1970’lerin başında Sealand’ın en doruğunda aile, arkadaşlar ve bakım işçisi dahil olmak üzere 50 kişi yaşıyordu. Birebir vakitte, Birleşik Krallık’taki otorite zıddı protestoların beklenmedik bir sembolü haline geldi; fakat perde ardında bohem operasyonu çok daha kolay bir düzeyde yürütüldü.

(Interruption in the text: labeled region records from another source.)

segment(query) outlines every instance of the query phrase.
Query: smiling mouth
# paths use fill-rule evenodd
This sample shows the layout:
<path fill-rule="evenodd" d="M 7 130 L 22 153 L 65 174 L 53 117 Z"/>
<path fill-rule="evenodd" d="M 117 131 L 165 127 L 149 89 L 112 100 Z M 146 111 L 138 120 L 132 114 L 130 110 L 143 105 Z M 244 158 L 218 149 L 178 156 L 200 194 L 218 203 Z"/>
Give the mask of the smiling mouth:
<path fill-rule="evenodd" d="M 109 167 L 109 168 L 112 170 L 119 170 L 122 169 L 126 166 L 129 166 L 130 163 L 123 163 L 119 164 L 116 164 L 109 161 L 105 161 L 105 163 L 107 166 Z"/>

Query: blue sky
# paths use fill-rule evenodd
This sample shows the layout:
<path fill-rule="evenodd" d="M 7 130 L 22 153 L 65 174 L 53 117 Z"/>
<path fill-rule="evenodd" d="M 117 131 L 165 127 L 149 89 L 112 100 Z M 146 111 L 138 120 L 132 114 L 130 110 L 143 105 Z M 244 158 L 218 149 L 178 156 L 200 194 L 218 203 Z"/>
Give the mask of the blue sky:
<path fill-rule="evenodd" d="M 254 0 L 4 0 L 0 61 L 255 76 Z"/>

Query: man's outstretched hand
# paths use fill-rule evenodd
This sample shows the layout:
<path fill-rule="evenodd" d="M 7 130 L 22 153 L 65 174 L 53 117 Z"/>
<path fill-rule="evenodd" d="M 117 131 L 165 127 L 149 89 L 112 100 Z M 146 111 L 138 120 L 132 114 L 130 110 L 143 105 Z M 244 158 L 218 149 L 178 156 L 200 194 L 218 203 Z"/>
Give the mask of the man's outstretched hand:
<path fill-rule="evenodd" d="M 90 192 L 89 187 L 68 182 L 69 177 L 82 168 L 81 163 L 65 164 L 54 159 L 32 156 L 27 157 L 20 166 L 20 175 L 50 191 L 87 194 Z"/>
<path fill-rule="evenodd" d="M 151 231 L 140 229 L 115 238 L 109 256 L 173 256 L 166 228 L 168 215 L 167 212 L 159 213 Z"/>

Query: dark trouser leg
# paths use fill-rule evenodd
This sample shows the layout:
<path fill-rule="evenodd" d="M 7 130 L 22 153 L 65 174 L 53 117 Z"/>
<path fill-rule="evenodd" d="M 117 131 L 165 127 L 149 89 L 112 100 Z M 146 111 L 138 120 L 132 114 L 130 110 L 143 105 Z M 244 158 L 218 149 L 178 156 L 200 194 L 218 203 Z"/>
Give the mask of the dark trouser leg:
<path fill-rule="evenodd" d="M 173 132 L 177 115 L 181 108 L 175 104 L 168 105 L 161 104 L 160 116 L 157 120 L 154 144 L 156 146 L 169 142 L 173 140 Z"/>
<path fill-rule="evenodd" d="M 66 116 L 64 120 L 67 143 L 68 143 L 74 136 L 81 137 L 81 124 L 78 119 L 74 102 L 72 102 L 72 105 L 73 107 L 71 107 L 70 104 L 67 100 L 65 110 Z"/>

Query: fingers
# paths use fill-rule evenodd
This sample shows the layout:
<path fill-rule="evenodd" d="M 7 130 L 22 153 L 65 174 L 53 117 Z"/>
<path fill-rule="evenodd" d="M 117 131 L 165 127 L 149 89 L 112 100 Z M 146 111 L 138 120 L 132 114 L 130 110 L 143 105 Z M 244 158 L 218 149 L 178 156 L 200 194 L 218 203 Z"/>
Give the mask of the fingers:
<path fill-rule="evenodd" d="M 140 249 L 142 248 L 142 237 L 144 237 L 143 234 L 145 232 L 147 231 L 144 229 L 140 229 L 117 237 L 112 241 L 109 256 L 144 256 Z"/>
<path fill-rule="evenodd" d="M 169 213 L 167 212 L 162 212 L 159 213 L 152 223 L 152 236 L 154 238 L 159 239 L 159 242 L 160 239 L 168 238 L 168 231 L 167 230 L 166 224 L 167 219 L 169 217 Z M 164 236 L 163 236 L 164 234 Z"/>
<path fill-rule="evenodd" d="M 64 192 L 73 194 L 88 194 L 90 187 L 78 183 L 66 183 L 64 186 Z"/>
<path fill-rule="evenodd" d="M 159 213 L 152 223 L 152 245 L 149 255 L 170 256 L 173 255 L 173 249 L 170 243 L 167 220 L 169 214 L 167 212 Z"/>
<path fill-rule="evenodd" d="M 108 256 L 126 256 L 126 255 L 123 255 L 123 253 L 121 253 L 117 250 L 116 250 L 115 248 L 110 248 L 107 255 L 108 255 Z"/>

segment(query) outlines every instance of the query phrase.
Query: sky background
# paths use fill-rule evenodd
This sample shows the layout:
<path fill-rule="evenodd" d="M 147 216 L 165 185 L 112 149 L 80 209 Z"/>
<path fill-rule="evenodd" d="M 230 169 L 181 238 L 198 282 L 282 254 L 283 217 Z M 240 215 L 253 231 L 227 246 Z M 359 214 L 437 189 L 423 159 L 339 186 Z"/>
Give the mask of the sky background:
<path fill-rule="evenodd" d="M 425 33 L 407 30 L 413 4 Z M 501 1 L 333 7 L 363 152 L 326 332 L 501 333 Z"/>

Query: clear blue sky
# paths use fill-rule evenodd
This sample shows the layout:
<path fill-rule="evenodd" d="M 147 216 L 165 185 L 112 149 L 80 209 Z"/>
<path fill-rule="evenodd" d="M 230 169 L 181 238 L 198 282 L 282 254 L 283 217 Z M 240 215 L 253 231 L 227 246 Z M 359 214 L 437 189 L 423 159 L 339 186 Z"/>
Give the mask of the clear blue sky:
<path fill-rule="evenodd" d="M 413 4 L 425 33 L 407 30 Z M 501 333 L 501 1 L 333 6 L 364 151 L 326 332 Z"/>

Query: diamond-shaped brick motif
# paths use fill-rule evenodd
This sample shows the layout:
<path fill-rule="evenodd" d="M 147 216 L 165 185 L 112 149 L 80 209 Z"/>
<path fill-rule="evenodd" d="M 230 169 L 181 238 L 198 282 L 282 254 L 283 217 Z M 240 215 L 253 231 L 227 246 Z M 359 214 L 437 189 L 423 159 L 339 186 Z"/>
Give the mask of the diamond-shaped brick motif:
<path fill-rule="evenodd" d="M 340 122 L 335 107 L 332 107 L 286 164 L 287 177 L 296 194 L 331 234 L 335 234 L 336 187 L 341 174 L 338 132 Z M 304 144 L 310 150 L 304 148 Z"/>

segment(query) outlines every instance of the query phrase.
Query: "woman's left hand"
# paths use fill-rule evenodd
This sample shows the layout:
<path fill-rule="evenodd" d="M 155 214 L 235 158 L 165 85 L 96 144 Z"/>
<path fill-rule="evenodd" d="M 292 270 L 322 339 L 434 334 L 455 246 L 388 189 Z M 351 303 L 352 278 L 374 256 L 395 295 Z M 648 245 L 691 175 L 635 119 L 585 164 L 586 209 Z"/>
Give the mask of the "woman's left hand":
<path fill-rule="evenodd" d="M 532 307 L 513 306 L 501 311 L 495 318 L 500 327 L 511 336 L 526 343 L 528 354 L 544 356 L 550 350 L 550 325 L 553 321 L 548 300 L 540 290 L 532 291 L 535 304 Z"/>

Prens Michael, “Hiçbir şey işe yaramadı,” dedi. “Mumlarla başladık, akabinde el fenerleri ve pompalama jeneratörlerine geçtik. Uygun olan şey, bir tekne kadar kuru olmasıydı; Denizde olduğunu bilmesen kendini karada sanırsın. Orada yıllar geçirdim fakat biliyorduk, evdeydik. “
Sealand hâlâ bağımsızlığını koruyor
O vakitten beri devlet milleti kucakladı. Kendi arması ve anayasasını tanıttı. Bir bayrak, futbol grubu ve marşı bile var. “Prenses Joan” portresini taşıyan para ünitesi ve yaklaşık 500 pasaport da çıkardı.